State voter turnout hits 84.1 percent, just shy of record

By Rachel La Corte | The Associated Press

OLYMPIA — A record number of voters returned ballots in this month’s election, but the overall state turnout percentage after challenged ballots were reviewed fell just shy of the record 84.6 percent in 2008.

While 84.8 percent of the state’s nearly 4.9 million voters returned ballots for the Nov. 3 general election, the final rate Tuesday hit 84.1 percent after county canvassing boards reviewed ballots that were challenged over issues like signatures or postmarks. Tuesday was the last day for the counties to finish their work and certify the results.

Republican Secretary of State Kim Wyman plans to certify the election Dec. 1, a few days before the Dec. 3 deadline.

“This election is a real testament to how engaged voters were and how well county elections officers did their jobs,” Wyman said.

Of the state’s 39 counties, 32 had turnout of more than 80 percent, and six topped 70 percent.

Jefferson County turnout was 90.06 percent, second only in the state to San Juan County, which had 90.76 percent.
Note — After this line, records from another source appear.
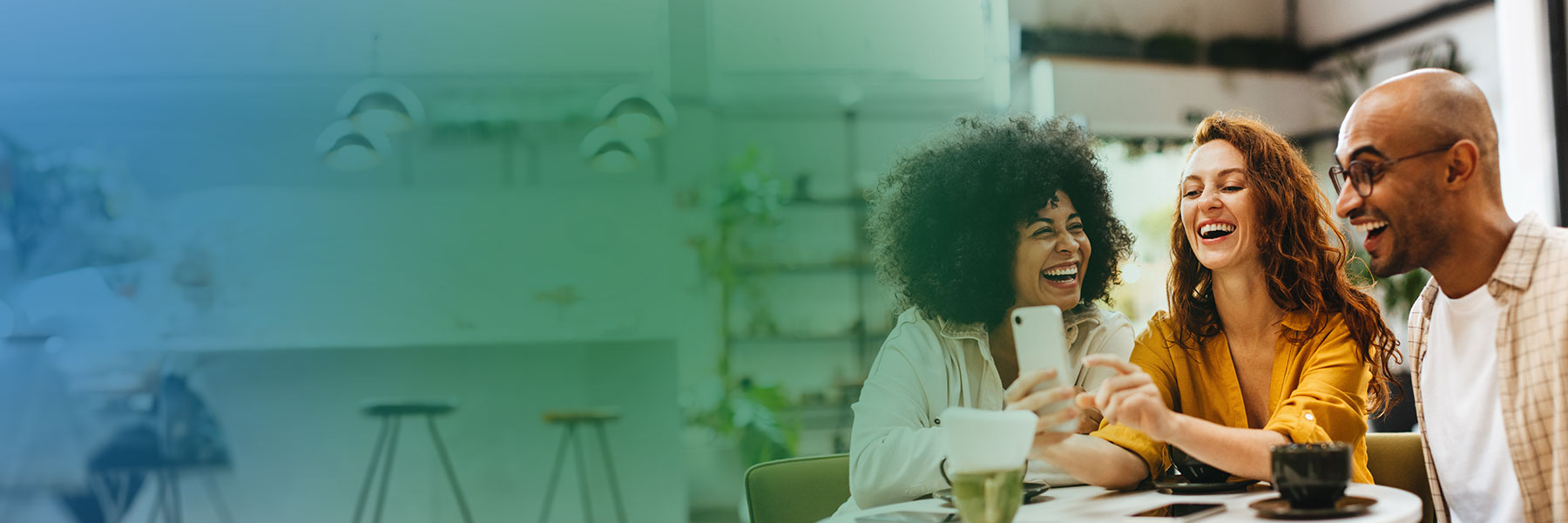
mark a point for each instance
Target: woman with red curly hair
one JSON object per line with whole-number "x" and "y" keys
{"x": 1266, "y": 340}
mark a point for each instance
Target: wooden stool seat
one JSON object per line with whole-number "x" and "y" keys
{"x": 409, "y": 409}
{"x": 580, "y": 415}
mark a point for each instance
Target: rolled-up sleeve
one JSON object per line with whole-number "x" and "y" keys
{"x": 894, "y": 450}
{"x": 1328, "y": 403}
{"x": 1150, "y": 356}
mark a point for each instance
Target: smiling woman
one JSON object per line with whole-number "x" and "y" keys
{"x": 1266, "y": 341}
{"x": 993, "y": 215}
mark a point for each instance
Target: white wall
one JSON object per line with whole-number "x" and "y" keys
{"x": 1206, "y": 19}
{"x": 1144, "y": 99}
{"x": 300, "y": 445}
{"x": 1332, "y": 21}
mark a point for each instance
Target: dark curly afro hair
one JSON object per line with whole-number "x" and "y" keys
{"x": 944, "y": 221}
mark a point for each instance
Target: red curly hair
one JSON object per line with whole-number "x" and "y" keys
{"x": 1303, "y": 269}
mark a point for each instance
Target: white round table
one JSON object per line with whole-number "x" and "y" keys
{"x": 1099, "y": 505}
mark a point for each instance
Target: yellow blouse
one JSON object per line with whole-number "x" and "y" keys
{"x": 1317, "y": 391}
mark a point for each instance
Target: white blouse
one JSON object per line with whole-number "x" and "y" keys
{"x": 929, "y": 364}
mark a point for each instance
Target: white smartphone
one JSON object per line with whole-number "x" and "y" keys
{"x": 1042, "y": 344}
{"x": 1178, "y": 513}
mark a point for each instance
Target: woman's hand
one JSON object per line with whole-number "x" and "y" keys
{"x": 1089, "y": 417}
{"x": 1023, "y": 396}
{"x": 1131, "y": 397}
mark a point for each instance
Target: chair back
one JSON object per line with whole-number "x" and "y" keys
{"x": 1395, "y": 460}
{"x": 799, "y": 491}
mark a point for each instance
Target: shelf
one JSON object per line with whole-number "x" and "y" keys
{"x": 809, "y": 340}
{"x": 801, "y": 269}
{"x": 844, "y": 201}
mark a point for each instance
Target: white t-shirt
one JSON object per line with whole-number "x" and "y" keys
{"x": 1463, "y": 423}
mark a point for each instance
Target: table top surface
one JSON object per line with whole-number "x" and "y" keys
{"x": 1099, "y": 505}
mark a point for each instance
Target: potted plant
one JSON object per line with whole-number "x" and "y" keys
{"x": 1256, "y": 54}
{"x": 760, "y": 419}
{"x": 1078, "y": 41}
{"x": 1172, "y": 47}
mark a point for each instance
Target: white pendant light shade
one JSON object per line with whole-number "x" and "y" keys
{"x": 609, "y": 151}
{"x": 345, "y": 148}
{"x": 637, "y": 112}
{"x": 380, "y": 105}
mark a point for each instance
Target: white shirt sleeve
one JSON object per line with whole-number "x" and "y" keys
{"x": 894, "y": 448}
{"x": 1113, "y": 336}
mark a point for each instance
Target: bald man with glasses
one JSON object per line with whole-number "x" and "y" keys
{"x": 1419, "y": 180}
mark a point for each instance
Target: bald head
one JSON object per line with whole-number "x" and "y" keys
{"x": 1426, "y": 109}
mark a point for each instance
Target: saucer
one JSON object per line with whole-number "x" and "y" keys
{"x": 1029, "y": 492}
{"x": 1178, "y": 486}
{"x": 1280, "y": 509}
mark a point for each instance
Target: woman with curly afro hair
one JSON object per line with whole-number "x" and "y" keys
{"x": 991, "y": 215}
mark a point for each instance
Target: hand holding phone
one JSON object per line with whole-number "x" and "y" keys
{"x": 1040, "y": 343}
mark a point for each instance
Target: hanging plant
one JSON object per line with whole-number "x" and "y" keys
{"x": 760, "y": 418}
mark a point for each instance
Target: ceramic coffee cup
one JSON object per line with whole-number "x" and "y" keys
{"x": 1311, "y": 475}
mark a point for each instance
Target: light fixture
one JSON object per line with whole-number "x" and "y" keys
{"x": 637, "y": 111}
{"x": 611, "y": 151}
{"x": 380, "y": 105}
{"x": 345, "y": 148}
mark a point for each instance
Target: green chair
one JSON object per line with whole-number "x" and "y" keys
{"x": 797, "y": 491}
{"x": 1396, "y": 460}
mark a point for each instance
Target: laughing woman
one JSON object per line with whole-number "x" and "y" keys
{"x": 990, "y": 217}
{"x": 1266, "y": 340}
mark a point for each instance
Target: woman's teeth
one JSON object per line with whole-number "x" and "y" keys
{"x": 1215, "y": 229}
{"x": 1369, "y": 227}
{"x": 1065, "y": 274}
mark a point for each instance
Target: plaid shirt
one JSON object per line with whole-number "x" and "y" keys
{"x": 1531, "y": 285}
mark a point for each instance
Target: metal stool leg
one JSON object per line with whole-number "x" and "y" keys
{"x": 556, "y": 473}
{"x": 609, "y": 467}
{"x": 446, "y": 462}
{"x": 386, "y": 472}
{"x": 370, "y": 472}
{"x": 215, "y": 499}
{"x": 582, "y": 479}
{"x": 174, "y": 489}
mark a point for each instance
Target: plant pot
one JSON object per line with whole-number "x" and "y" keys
{"x": 1256, "y": 54}
{"x": 1065, "y": 41}
{"x": 1172, "y": 47}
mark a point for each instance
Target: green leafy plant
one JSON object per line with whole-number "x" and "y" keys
{"x": 747, "y": 198}
{"x": 1443, "y": 54}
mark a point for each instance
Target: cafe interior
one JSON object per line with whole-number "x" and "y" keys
{"x": 603, "y": 256}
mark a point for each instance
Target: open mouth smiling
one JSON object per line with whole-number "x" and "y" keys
{"x": 1215, "y": 229}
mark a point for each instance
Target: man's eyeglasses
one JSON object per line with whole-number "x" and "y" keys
{"x": 1362, "y": 173}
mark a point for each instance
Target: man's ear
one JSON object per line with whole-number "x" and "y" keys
{"x": 1462, "y": 164}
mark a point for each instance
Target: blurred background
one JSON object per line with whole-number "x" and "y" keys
{"x": 615, "y": 250}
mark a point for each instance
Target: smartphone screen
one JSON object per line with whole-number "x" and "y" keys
{"x": 1183, "y": 511}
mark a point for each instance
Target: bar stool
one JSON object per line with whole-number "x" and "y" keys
{"x": 571, "y": 419}
{"x": 392, "y": 415}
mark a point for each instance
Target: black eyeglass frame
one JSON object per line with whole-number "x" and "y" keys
{"x": 1374, "y": 172}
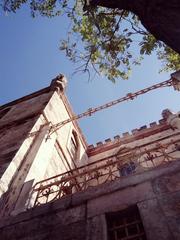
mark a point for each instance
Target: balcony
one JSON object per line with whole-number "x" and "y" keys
{"x": 120, "y": 165}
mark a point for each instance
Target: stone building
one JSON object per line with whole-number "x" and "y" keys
{"x": 54, "y": 186}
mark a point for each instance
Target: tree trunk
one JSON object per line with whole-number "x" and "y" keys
{"x": 160, "y": 17}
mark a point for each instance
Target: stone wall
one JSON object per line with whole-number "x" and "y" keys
{"x": 30, "y": 151}
{"x": 83, "y": 215}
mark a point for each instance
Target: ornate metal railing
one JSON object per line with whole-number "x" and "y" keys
{"x": 126, "y": 162}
That represented 24,948 registered voters returning ballots in Jefferson County and 13,289 voters in San Juan County.

Clallam County topped out at 86.06 percent, with 49,647 registered voters returning ballots.

The counties with the lowest turnout were Adams and Yakima, with just over 75 percent turnout.

In the 2016 election, turnout in vote-by-mail Washington was just under 79 percent, with more than 3.3 million ballots cast.

The high interest in the general election came after the state in August saw its highest primary turnout in more than five decades, with nearly 55 percent of voters returning their ballots.

More than 4.1 million voters cast a ballot in the November general election this year, compared to the 3 million cast in 2008.

Wyman said the increase in voter numbers is due in part to the population increase in the state over the years, as well as voter access laws, including same-day registration.

She said that, coupled with a year where voters weighed in on a lengthy ballot that included races for president and governor, it showed that “people believe that their vote is going to make a difference and they care about the issue or the candidate.”